Amalur is an excellent and well paced hack`n slash rpg.
If you enjoy fast and colourful combat, picking up big, bristling, bulging bags of loot and eventually becoming so empowered you can swat the greatest monsters a fantasy realm has to offer as if they were a miniature version of Tinkerbell then you should certainly check the game out.
Combat is the backbone of Amalur and it is immediate, fluid and fun. A combination of any primary and secondary weapon, shield (or much cooler looking talisman), along with magic and special attacks give the battles a frantic, explosive look and more importantly gives the player a lot of option in how they want to grab their next bag of XP points. Attacks are strung together on how you time them and combine one with the other rather than having to learn a bunch of preset button sequences. A `Reckoning' bar fills up as you fight and can be activated once it is maxed out which slows time (for your enemies), greatly powers up the player character and allows up to double the XP for a battle following a final slo-mo kill. More than just the mechanics of how it hangs together though, combat is full of great little moments that reveal themselves the more you play.
Tied into the combat is character progression which allows for any custom design across three spheres advancement; might, finesse and sorcery. Fate cards are further unlocked during play which in turn can be used to supplement your playstyle. Outside of combat a single point each level can be spent on typical adventuring skills and it is here Amalur shows it's whole (Fate) card.
Most hack n' slash rpg's are happy to provide exactly that. Fight, earn loot and pick a skill tree and get back to the hacking. Amalur also has one eye on providing a solid rpg experience. There are mini games in the form of picklocking and dispelling treasure chests plus useful skills including detect traps, item forging, magic gem crafting and potion making. The crafting is fun and deep and like the combat it gives the player a lot options to play with and whilst picking locks is far too easy the dispelling mini game is a nice little challenge with the added sting of picking up a curse if you keep screwing up. And then there is the `Persuasion' skill and it is here Amalur stubs its big fantasy toe.
The world of Amalur is drenched in history and lore, wonderful snippets of which can be discovered by unlocking lore stones that are strewn across the land and provide poems, anecdotes, and famous tales, all nicely voice acted. That quality and character does not stretch to many of the npc's that populate the world. Too many of the quest givers you encounter are exactly that. A sign post to your next quest. They usually have many lines of dialogue but are more like dry encyclopedia's of game history than personalities. Combined with very stiff facial animations, all too similar character models, flat voice work and stale writing it does take the bounce out of Amalurs step. Having the option to `persuade' them during dialogue is unfulfilling and ultimately worthless because there is no personality to care about. There is also a lack of dialogue trees which can create a great atmosphere in feeling an interaction with a character could have gone one way or the other had you played it differently or had a `persuasion' skill to lean on. Instead there a list of options that lead nowhere but to another history lesson or piece of exposition. The quests themselves are a mixed bunch and too often they resort to nothing more than `kill the wabbit' for the quest completion XP bonus.
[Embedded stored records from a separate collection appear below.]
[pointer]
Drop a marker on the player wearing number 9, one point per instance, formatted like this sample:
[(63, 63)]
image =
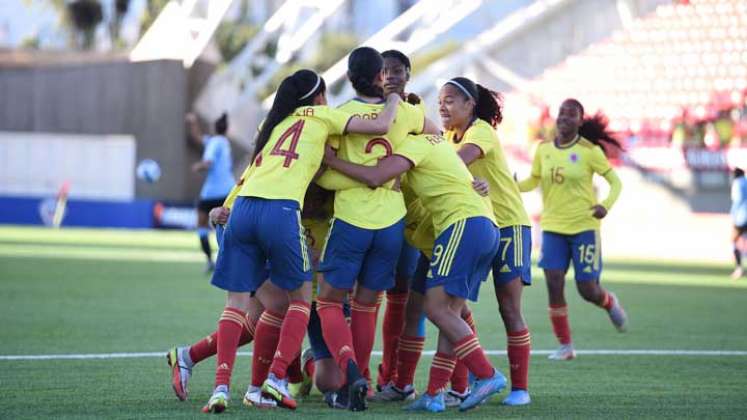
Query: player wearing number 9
[(265, 225), (571, 214)]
The other downside of Amalur is the rather unambitious art direction. The graphics are big, chunky and bold and do a fine job of bringing the world to life with the fantasy side of things definitely pushed forward. Motes of blue fairy dust filter through the air, oversized colourful plants grow just off the road side and where other games go for muddy realism Amalur adds a splash of peacock colour. It is a shame the races that populate the world don't look a little more fantastical or at least different to so many other games out there. Elf-like races and Fae have pointy ears, humans have well muscled bodies and big chins and gnomes are small and enjoy rich facial hair. A little more flair and distinction from Amalur's peers would have been nice. The monsters you fight do fare better however once you move away from those rpg stalwarts the giant spider and his cousin the giant rat.
Those criticisms of Amalur do come with one caveat. They tried.
The combat, crafting, character advancement and tons of loot you are rewarded is well designed and fun. The game world has a rich backdrop of history and event, looks great and is full of reward and activity. There are a lot of cool looking weapons and powers to wield and some great looking monsters to slay. If the populace sharing the world with you had more spark and substance, some of the side quests genuinely twisted, turned and held some surprises then Almalur would have had the lot. As a first effort from a new IP Amalur shows a lot of promise and is a blast to play.